Oberlandesgericht Celle
Beschl. v. 05.06.2024, Az.: 10 UF 191/23

Untersagung von therapeutischen Maßnahmen während einer laufenden Begutachtung zur Frage sexuellen Missbrauchs eines Kindes

Bibliographie

Gericht
OLG Celle
Datum
05.06.2024
Aktenzeichen
10 UF 191/23
Entscheidungsform
Beschluss
Referenz
WKRS 2024, 27699
Entscheidungsname
[keine Angabe]
ECLI
ECLI:DE:OLGCE:2024:0605.10UF191.23.00

Verfahrensgang

vorgehend
AG Hannover - AZ: 638 F 3445/23

Fundstellen

  • FamRB 2025, 103
  • FamRZ 2025, 517
  • NJW 2025, 313-314

Amtlicher Leitsatz

Während einer laufenden oder anstehenden Begutachtung zur Frage, ob ein Elternteil das eigene Kind sexuell missbraucht hat, verbietet sich jedwede parallele Beratung, Befragung oder gar therapeutischen Behandlung durch eine Beratungsstelle. Jede zusätzliche Befragung des Kindes durch nicht sachverständige Personen hat bis zum Abschluss einer solchen Begutachtung, die insbesondere den Wahrheitsgehalt der Angaben des Kindes zu verifizieren hat, zu unterbleiben, da jede weitere Einwirkung auf das Kind durch nicht sachkundige Herangehensweise die erforderlichen Feststellungen nicht nur massiv erschweren, sondern sogar unmöglich machen kann. Gegebenenfalls würde ein frühzeitiger therapeutischer Ansatz auf Basis erfolgten Missbrauchs dort, wo nach Annahme des Verfahrensbeistandes und des Jugendamtes sowie den Erkenntnissen des Senats aus früheren Anhörungen ein Missbrauch nicht gegeben scheint, auch eine Kindeswohlgefährdung besorgen.

In der Familiensache
betreffend die elterliche Sorge für die beteiligten Kinder
pp.
hat der 10. Zivilsenat - Senat für Familiensachen - des Oberlandesgerichts Celle durch den Vorsitzenden Richter am Oberlandesgericht ..., den Richter am Oberlandesgericht ... und den Richter am Oberlandesgericht ... am 5. Juni 2024 beschlossen:

Tenor:

Der Kindesmutter wird im Wege einstweiliger Anordnung untersagt, Y.K., geb. am 5. April 2019, der Beratungsstelle V. oder anderen Beratungsstellen vorzustellen, um diese im Sinne eines sexuellen Missbrauchs zu befragen, zu beraten oder zu therapieren.

Gründe

Während des bei Senat zum Verfahrensgegenstand der elterlichen Sorge anhängigen Beschwerdeverfahrens ist dieser gemäß § 50 Abs. 1 S. 2 FamFG auch zu Entscheidungen im einstweiligen Anordnungsverfahren berufen.
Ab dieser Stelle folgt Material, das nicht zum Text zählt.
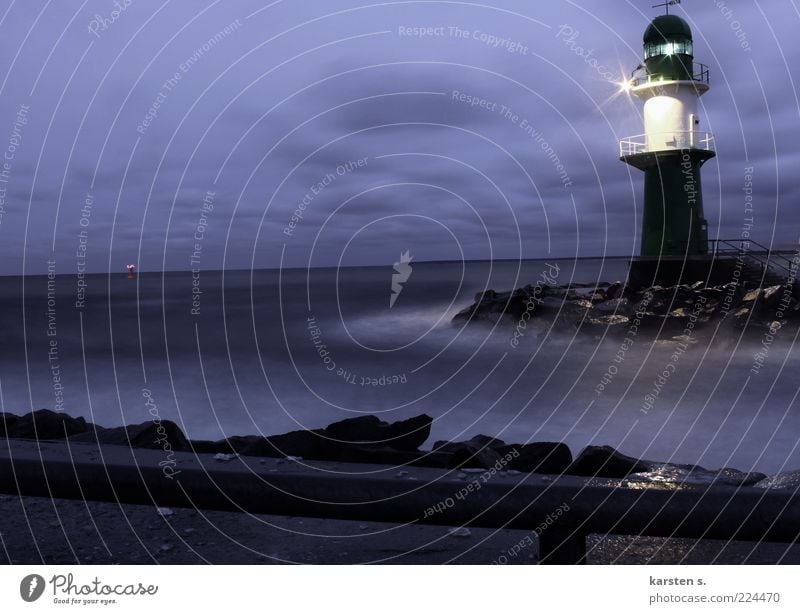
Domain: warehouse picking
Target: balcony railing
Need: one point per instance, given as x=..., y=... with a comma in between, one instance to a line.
x=699, y=73
x=666, y=141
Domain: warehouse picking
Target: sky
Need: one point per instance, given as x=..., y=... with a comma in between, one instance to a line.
x=235, y=134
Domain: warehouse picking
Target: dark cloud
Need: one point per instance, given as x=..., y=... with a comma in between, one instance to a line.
x=266, y=106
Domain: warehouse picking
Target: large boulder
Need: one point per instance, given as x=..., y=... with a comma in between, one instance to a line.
x=694, y=475
x=43, y=424
x=361, y=439
x=7, y=422
x=152, y=435
x=789, y=481
x=606, y=462
x=539, y=457
x=480, y=452
x=406, y=435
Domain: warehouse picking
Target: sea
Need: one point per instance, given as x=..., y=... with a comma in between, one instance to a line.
x=243, y=352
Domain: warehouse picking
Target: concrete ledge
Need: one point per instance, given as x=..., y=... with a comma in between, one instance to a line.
x=390, y=494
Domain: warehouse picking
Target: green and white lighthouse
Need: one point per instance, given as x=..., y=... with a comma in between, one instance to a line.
x=673, y=147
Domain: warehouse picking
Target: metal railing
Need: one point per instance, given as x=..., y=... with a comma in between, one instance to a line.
x=700, y=73
x=685, y=139
x=760, y=255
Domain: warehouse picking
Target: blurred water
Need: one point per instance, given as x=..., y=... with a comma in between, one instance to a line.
x=252, y=361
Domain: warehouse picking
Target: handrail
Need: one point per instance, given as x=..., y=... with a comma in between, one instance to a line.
x=700, y=73
x=682, y=139
x=767, y=261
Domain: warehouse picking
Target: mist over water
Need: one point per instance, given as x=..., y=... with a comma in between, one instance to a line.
x=271, y=351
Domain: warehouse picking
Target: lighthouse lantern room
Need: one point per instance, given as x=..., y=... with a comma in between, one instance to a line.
x=673, y=147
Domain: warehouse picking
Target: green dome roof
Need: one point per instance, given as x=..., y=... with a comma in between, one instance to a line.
x=667, y=27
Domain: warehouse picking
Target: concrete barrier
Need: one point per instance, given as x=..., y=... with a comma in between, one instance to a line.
x=401, y=495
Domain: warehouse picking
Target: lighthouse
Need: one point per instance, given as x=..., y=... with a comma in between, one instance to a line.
x=671, y=150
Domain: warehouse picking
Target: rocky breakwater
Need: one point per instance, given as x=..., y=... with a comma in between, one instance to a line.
x=368, y=439
x=616, y=306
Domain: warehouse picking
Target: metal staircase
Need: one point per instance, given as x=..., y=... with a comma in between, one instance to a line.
x=762, y=266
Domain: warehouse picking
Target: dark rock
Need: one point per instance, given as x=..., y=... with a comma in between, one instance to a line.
x=45, y=424
x=606, y=462
x=361, y=439
x=406, y=435
x=615, y=290
x=693, y=475
x=480, y=452
x=782, y=481
x=539, y=457
x=7, y=422
x=150, y=435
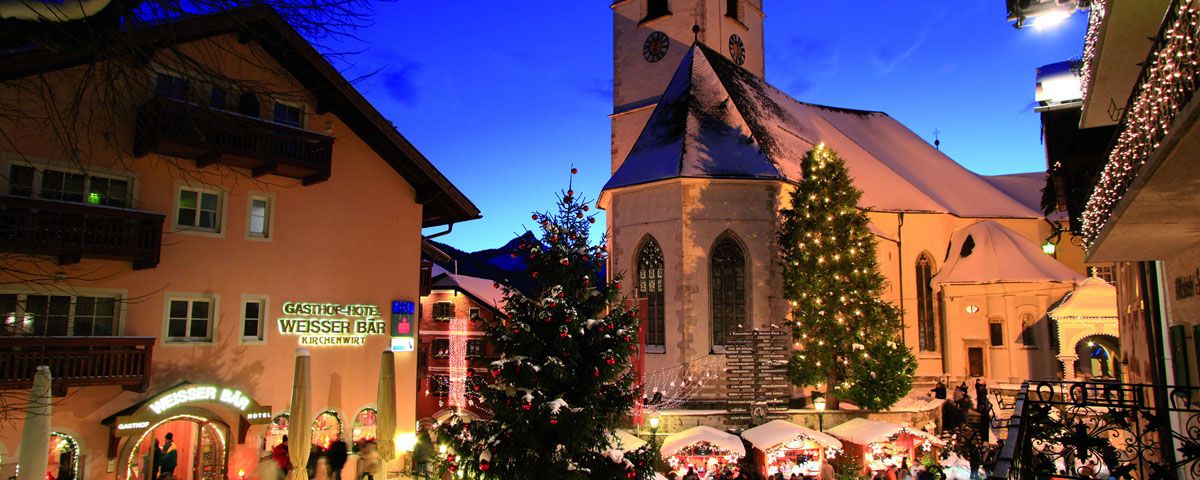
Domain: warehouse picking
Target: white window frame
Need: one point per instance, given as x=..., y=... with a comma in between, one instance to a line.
x=120, y=295
x=269, y=222
x=301, y=106
x=39, y=165
x=222, y=210
x=264, y=303
x=214, y=317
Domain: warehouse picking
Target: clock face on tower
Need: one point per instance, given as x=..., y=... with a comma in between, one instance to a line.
x=737, y=49
x=655, y=47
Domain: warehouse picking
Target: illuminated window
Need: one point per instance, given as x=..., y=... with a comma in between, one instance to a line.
x=996, y=331
x=198, y=209
x=443, y=311
x=729, y=277
x=190, y=319
x=59, y=315
x=1029, y=335
x=655, y=9
x=649, y=287
x=927, y=325
x=69, y=185
x=259, y=216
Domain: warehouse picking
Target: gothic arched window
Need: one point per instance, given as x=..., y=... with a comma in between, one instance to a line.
x=649, y=287
x=655, y=9
x=729, y=277
x=927, y=328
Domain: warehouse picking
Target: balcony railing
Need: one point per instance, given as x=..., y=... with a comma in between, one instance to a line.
x=1084, y=430
x=1167, y=84
x=73, y=231
x=210, y=136
x=77, y=361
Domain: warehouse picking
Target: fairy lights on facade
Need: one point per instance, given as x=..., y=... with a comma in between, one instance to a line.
x=1164, y=88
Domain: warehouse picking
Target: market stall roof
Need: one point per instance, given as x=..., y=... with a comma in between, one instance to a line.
x=625, y=441
x=988, y=252
x=778, y=432
x=865, y=432
x=679, y=441
x=1092, y=299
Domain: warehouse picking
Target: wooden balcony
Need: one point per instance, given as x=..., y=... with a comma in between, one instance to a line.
x=73, y=231
x=77, y=361
x=209, y=136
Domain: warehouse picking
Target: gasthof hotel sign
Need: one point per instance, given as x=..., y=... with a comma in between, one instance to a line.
x=331, y=324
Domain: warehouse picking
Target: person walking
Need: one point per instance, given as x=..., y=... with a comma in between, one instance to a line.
x=280, y=454
x=335, y=457
x=168, y=459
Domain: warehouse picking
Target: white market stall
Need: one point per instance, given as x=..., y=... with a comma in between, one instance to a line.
x=789, y=448
x=702, y=448
x=882, y=443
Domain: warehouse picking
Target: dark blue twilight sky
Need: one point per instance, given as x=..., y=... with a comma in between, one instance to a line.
x=503, y=97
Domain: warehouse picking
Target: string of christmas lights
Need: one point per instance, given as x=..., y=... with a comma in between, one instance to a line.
x=1167, y=84
x=1091, y=40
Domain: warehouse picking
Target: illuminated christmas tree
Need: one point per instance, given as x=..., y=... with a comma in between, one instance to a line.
x=846, y=339
x=564, y=381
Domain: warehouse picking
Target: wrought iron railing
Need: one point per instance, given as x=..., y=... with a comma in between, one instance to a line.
x=73, y=231
x=1086, y=430
x=77, y=361
x=1167, y=84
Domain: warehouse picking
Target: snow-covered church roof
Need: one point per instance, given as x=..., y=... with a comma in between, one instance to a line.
x=1092, y=299
x=718, y=120
x=988, y=252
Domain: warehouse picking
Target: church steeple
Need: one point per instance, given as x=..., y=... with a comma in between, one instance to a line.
x=652, y=36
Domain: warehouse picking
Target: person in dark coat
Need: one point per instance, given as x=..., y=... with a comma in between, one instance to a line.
x=336, y=457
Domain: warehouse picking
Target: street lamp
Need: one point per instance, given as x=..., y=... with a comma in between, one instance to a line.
x=819, y=403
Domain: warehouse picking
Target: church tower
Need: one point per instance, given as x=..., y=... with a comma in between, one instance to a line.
x=649, y=40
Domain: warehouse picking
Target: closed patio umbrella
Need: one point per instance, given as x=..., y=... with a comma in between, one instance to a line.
x=300, y=427
x=385, y=397
x=35, y=438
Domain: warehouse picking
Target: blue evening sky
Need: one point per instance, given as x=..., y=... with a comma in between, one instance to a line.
x=503, y=97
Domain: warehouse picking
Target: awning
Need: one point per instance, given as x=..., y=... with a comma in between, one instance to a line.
x=679, y=441
x=778, y=432
x=865, y=432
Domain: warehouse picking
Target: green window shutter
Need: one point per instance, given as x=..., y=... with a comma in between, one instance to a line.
x=1180, y=355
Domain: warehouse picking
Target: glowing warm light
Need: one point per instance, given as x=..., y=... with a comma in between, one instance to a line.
x=1050, y=19
x=407, y=442
x=459, y=330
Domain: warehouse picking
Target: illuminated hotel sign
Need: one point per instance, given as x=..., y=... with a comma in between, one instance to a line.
x=173, y=401
x=331, y=324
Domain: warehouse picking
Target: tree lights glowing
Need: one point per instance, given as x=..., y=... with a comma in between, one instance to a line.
x=1167, y=84
x=845, y=337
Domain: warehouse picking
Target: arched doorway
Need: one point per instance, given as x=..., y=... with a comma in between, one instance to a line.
x=201, y=444
x=1097, y=357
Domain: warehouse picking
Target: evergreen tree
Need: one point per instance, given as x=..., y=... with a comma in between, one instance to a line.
x=564, y=381
x=846, y=337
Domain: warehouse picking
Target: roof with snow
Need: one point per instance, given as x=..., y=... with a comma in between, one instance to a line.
x=988, y=252
x=779, y=432
x=1092, y=299
x=865, y=432
x=679, y=441
x=483, y=289
x=718, y=120
x=1026, y=189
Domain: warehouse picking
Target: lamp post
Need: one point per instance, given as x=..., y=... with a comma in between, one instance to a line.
x=819, y=403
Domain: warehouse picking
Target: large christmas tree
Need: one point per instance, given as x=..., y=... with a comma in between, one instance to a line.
x=847, y=339
x=564, y=381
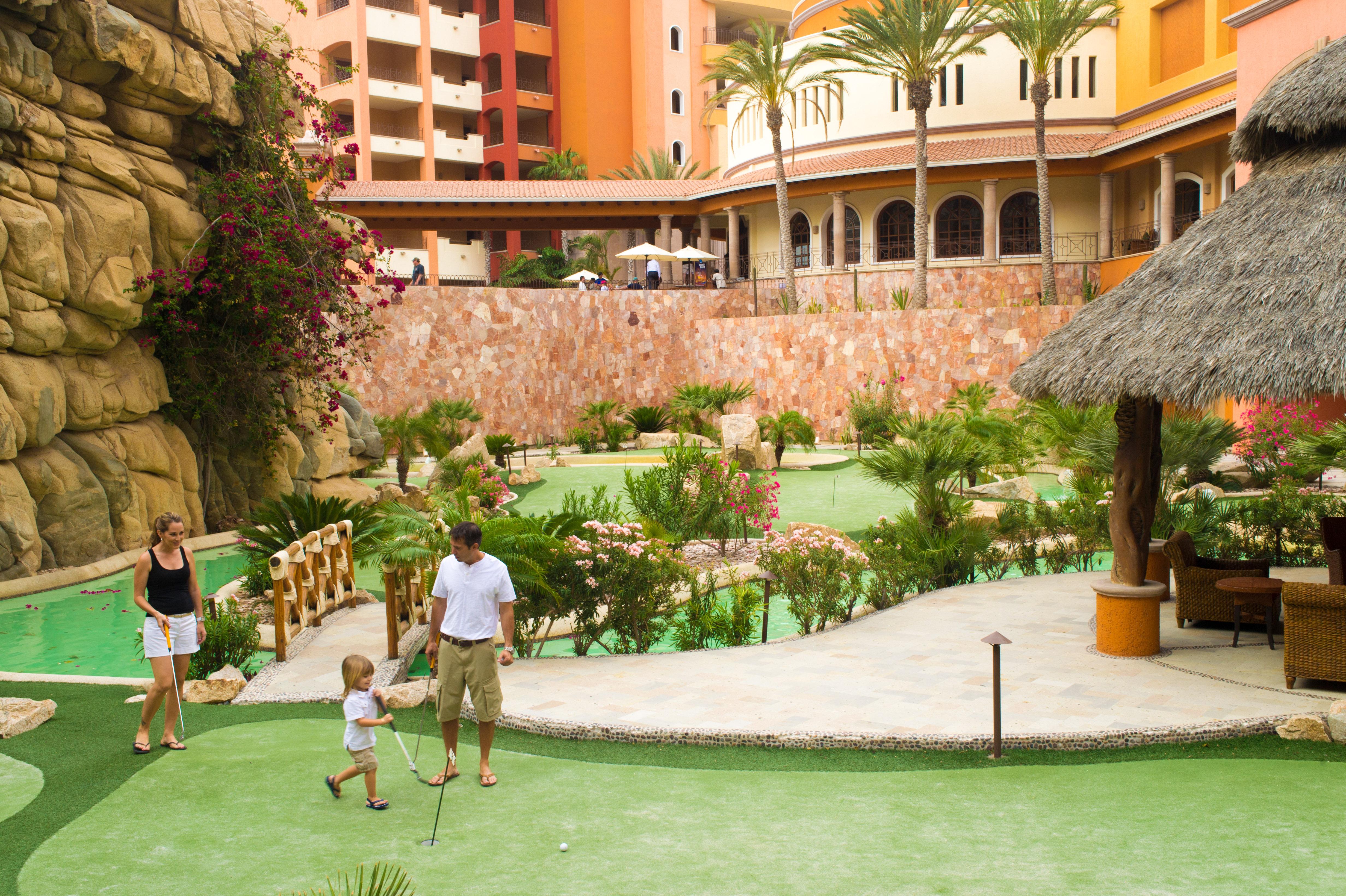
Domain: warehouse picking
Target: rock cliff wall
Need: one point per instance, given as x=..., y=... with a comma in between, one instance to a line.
x=99, y=126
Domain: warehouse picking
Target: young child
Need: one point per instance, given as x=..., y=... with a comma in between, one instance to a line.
x=361, y=720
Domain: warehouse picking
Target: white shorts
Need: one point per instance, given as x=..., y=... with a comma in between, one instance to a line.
x=184, y=632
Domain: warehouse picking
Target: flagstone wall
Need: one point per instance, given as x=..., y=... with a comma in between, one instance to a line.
x=531, y=358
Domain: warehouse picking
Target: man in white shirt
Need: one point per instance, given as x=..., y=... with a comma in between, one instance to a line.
x=473, y=594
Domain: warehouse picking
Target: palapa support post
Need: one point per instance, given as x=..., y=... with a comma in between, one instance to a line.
x=1129, y=602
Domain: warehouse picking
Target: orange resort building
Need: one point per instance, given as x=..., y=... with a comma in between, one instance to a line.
x=454, y=107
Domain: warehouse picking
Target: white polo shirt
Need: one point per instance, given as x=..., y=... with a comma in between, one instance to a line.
x=473, y=594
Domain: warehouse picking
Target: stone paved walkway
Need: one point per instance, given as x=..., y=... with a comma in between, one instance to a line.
x=920, y=669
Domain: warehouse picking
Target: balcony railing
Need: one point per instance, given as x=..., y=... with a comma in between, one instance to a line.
x=336, y=75
x=396, y=6
x=727, y=36
x=403, y=132
x=400, y=76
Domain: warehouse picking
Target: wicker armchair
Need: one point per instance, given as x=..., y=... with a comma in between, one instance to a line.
x=1196, y=578
x=1316, y=632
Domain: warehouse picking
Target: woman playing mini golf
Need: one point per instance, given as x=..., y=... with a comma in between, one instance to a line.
x=166, y=588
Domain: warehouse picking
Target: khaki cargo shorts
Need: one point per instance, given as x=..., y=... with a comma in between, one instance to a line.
x=365, y=759
x=472, y=669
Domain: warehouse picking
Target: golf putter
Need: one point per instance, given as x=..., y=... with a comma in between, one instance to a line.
x=176, y=692
x=394, y=726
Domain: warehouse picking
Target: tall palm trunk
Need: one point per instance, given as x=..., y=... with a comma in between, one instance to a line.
x=921, y=95
x=1040, y=131
x=775, y=119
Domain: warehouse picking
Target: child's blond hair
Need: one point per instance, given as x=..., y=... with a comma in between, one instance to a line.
x=353, y=669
Die aus der Entscheidungsformel ersichtliche Anordnung ist gemäß § 1666 Abs, 3 BGB geboten, weil nach den Berichten des Jugendamtes und der Verfahrensbeiständin zu besorgen ist, dass die Kindesmutter Y. zur Beratung, Befragung oder gar therapeutischen Behandlung einer Beratungsstelle vorstellt. Dies ist jedoch während des bei der Staatsanwaltschaft laufenden Ermittlungsverfahren mit dem Vorwurf sexuellen Missbrauchs zu Lasten Y.s durch den Kindesvater nicht nur nicht angezeigt, solange ein solcher Missbrauch nicht feststeht oder zumindest naheliegt, sondern kontraproduktiv, weil jede zusätzliche Befragung Y.s durch nicht sachverständige Personen zu unterbleiben hat. Eine sachverständige Begutachtung, die insbesondere den Wahrheitsgehalt der Angaben Y.s zu verifizieren hat, muss dem strafrechtlichen Ermittlungsverfahren vorbehalten bleiben, da gerichtskundig ist, dass jede weitere Einwirkung auf das Kind durch nicht sachkundige Herangehensweise die erforderlichen Feststellungen nicht nur massiv erschweren, sondern sogar unmöglich machen kann. Dies gilt insbesondere mit Blick auf das Alter des Kindes. Die erforderliche Sachkunde bringen die Mitarbeiterinnen und Mitarbeiter der einschlägigen Beratungsstellen regelmäßig nicht auf. Völlig verfehlt wäre im Übrigen auch ein therapeutischer Ansatz, wo nichts zu therapieren ist.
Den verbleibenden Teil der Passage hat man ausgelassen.